Another one that would bear scrutiny is the total and scandalous waste of taxpayers’ money by some of his cabinet colleagues. Martin Cullen, who is now transport minister, must have had an entire tier of phantom government behind him during his tenure of the Department of the Environment.

He spent an unbelievable €9.2 million hiring outside experts, or consultants, or whatever, to advise him.

I never got the impression that Mr Cullen suffered from an inferiority complex or a feeling of inadequacy which that level of external advice might indicate, so he could have an addiction to spending taxpayers’ money.

He was also the man who stubbornly insisted on spending €50 million on the infamous electronic voting system, despite the advice of experts who told him not to go there. Most of the computers that were bought for the e-voting system that never saw the inside of a polling station are now gathering dust, as well as storage and insurance bills.

I suppose, when you’re giving €11,2000 a month - A MONTH - to a PR adviser, largely for advice on e-voting, there has to be some kind of perverse reasoning that you shouldn’t ignore it. Especially when that PR adviser happens to be your former campaign manager.

ALSO gathering dust somewhere are the 145 reports that Micheál Martin commissioned while he was minister for health. God only knows how many forests he was instrumental in destroying to produce so much paper, but we do know that it cost us €30 million.

Maybe, health ministers throughout Europe had a surreptitious game between themselves to see who could produce the most reports. If they did, then Micheál must have won it hands down.

There was no mention of who got the contract to build the shelves, but while so much money was being spent on reports to addle him even further, brand new hospital units all over the country were lying idle.

While 145 reports were lying on shelves, patients where languishing on trolleys wondering how a health service which cost €10 billion could possibly be so bad. Maybe now that he’s minister for enterprise, some business acumen might rub off on him and he may learn the value of taxpayers’ money, and how to put it to good use.
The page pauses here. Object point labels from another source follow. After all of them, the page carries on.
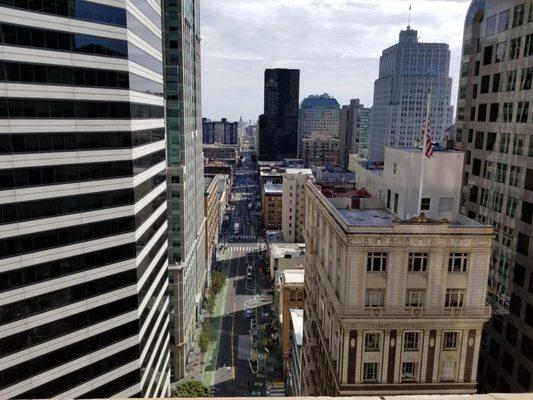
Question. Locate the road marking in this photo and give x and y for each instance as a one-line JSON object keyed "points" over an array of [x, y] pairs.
{"points": [[232, 340]]}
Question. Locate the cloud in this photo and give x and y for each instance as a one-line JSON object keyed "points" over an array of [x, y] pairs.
{"points": [[335, 43]]}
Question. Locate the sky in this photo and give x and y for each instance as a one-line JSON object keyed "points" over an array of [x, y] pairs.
{"points": [[336, 44]]}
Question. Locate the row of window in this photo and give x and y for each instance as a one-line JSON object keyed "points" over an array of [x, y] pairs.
{"points": [[77, 109], [43, 272], [415, 298], [59, 298], [56, 386], [65, 354], [417, 262], [410, 371], [33, 242], [411, 341], [59, 174], [77, 141], [23, 36], [51, 330], [77, 9], [46, 74]]}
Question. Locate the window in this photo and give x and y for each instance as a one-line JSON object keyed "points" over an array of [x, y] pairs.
{"points": [[450, 340], [485, 84], [415, 298], [518, 15], [507, 112], [409, 371], [491, 26], [528, 48], [375, 298], [376, 262], [512, 204], [499, 54], [458, 262], [514, 50], [501, 172], [511, 81], [522, 111], [447, 371], [370, 372], [503, 23], [372, 341], [417, 262], [496, 78], [487, 57], [410, 341], [526, 77], [454, 298], [504, 142]]}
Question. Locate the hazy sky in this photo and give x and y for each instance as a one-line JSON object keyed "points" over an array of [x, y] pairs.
{"points": [[336, 44]]}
With a whole raft of abuses where the Government could clean up its financial act, maybe Michael McDowell might refrain from putting the frighteners on married people.

When handing down his decision that the lesbian couple could challenge the taxman, Mr Justice McKechnie stressed that the granting of leave offered no comment on the ultimate outcome of the action.

It may well not, but it must be very comforting to Ms Zappone and Ms Gilligan that a High Court judge saw enough merit in their case that he allowed them go ahead.

They are obviously tenacious women. They got married in Canada in September last year, after 23 years of being together, which means it must have been one of the longest engagements on record.

After the High Court decision Katherine Zappone said the case was about equality and human rights, and for them it was a case as well about equality and human rights in the context of love.

Well, I wish them the best in their endeavours to get equality on tax, but they will need a lot of love to sustain the challenge. Their case is not just about the fairness or otherwise of the tax regime here, but also questions the traditional notion of marriage in the country.

Already, there are rosary beads rattling all over Ireland as heaven is assailed to save this institution, and the Knights of St Columbanus and Opus Dei are assembling for battle.

Even if they do win this historic legal argument, Michael McDowell, worried about the “colossal implications” for the exchequer, should take comfort from the comment of Senator David Norris.

He said that formal recognition by the state of stable gay relationships would- among other desirable consequences - result in “less drawing of the dole and fewer sick certs.”